Have you Experienced a Creative Dry Spell During a Time of Grief or Loss?

Every now and then I get an email from a student asking, Angela, I’ve recently lost a loved one and haven’t been able to paint since it happened. Do you think I’ll ever be able to paint again?

It’s incredibly humbling to receive an email like this, and I can’t tell you how much I treasure your trust, when you open your hearts to me in your messages. I don’t have answers, but I’m so blessed to be able to listen and share with you in a small way. In my own times of pain, I’ve seen creativity ebb; it seems there’s no feeling more helpless than living in the grip of grief. I have felt like a small boat on a rolling sea, tossed and set adrift, with no choice but to ride the waves and hope the storm will end soon.

When you go through a traumatic or painful event, you might also experience a time of creative drought. Grief and pain have a power that cannot be ignored or avoided, and while logic might suggest that making art would provide an avenue for healing, sometimes you just might not feel like you can pick up your brush again. If making art has previously brought you joy, it might almost feel obscene to retreat into art while grieving deep loss.

Don’t feel guilty if you find yourself unable to paint during a difficult time! You don’t need that added weight. Just as grief follows stages through the healing process, and we don’t get to choose how long it takes to process our pain, we need to allow our creativity the same time and space, free of guilt.

I’m not great at dealing with pain. I would so much rather deny my struggles, and pretend everything is okay until things improve. When I am grieving, I often find myself “stuck” in the studio, trying to paint something that reflects the joy and calm I wear on the surface. That doesn’t work for me! I can’t manufacture an emotion in my painting that I’m not feeling in my heart.
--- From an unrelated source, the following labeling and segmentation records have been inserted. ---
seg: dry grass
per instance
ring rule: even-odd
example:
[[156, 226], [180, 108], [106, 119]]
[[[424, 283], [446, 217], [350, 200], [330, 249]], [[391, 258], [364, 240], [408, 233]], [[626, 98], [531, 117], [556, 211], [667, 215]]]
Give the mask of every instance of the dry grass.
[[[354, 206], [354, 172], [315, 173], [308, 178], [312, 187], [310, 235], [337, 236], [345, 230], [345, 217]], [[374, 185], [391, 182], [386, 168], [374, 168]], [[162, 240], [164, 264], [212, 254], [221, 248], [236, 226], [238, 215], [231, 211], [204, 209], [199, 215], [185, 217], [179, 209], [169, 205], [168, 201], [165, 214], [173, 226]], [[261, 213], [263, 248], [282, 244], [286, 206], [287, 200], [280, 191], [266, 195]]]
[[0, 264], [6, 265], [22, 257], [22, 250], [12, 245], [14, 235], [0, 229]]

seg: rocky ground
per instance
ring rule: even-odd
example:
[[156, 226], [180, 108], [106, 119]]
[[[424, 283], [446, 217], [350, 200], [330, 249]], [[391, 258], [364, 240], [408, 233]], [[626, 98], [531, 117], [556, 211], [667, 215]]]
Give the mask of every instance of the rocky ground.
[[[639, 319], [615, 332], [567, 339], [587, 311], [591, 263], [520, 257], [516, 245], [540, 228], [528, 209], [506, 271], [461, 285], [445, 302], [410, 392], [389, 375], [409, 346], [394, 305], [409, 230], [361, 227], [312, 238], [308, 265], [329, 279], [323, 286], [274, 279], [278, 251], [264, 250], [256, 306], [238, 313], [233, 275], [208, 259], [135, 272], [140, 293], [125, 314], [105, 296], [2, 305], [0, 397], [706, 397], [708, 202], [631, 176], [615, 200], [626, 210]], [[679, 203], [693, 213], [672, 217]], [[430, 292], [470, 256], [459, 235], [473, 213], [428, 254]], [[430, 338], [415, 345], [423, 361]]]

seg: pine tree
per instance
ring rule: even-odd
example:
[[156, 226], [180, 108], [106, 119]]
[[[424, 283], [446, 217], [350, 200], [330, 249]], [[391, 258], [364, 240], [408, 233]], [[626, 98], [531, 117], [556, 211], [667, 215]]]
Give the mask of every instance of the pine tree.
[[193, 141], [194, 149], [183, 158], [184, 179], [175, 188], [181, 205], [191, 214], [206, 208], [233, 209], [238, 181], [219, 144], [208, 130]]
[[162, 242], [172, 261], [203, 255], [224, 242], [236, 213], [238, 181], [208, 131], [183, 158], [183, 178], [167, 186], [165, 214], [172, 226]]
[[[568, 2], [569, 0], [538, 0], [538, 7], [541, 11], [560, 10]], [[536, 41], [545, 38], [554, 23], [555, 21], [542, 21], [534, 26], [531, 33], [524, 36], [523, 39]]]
This doesn’t mean I only paint when I’m happy, but it does mean that when I’m overcome by something bigger than myself, I need to give myself space to work through whatever that is.

When you don’t feel like can paint, try:

  • Looking through past paintings, exploring and remembering your feelings when you created them.

  • Create a scrapbook or Pinterest board of ideas, images that appeal to you visually, colours you love.

  • Sort reference photos into categories.

  • Organize your supplies and donate extra or unused materials to charity. Organizing supplies is actually very beneficial, a small bit of order created in a world that may feel upside down. Organizations for young people (like Girl Guides) may appreciate donations of art supplies.

  • Visit an art gallery or botanical garden; a beautiful space with a calming environment. Give yourself time to sit and reflect.

  • Set up a comfortable seating area in your artistic space, with a notebook at hand for journaling or sketching and a book that has inspired you. Choose a time and sit there daily, looking and reflecting. Write if you wish. Sketch if you want. Read a little if the spirit moves you, but don’t feel obligated. This is your time to let your soul lead, and when you are ready, you will create again.

  • If you feel you must start creating again, whether you feel like it or not, set small goals. 5 minutes, or a postcard sized piece of paper. Or take a class in a creative discipline you’ve never tried, and let the instructor and your classmates help you move ahead again.

  • Get help. Please don’t try to go through tough times alone. Making choices to move toward healing means knowing you can ask for help.

I can’t share your boat, but as you ride the waves, know you are not the only one.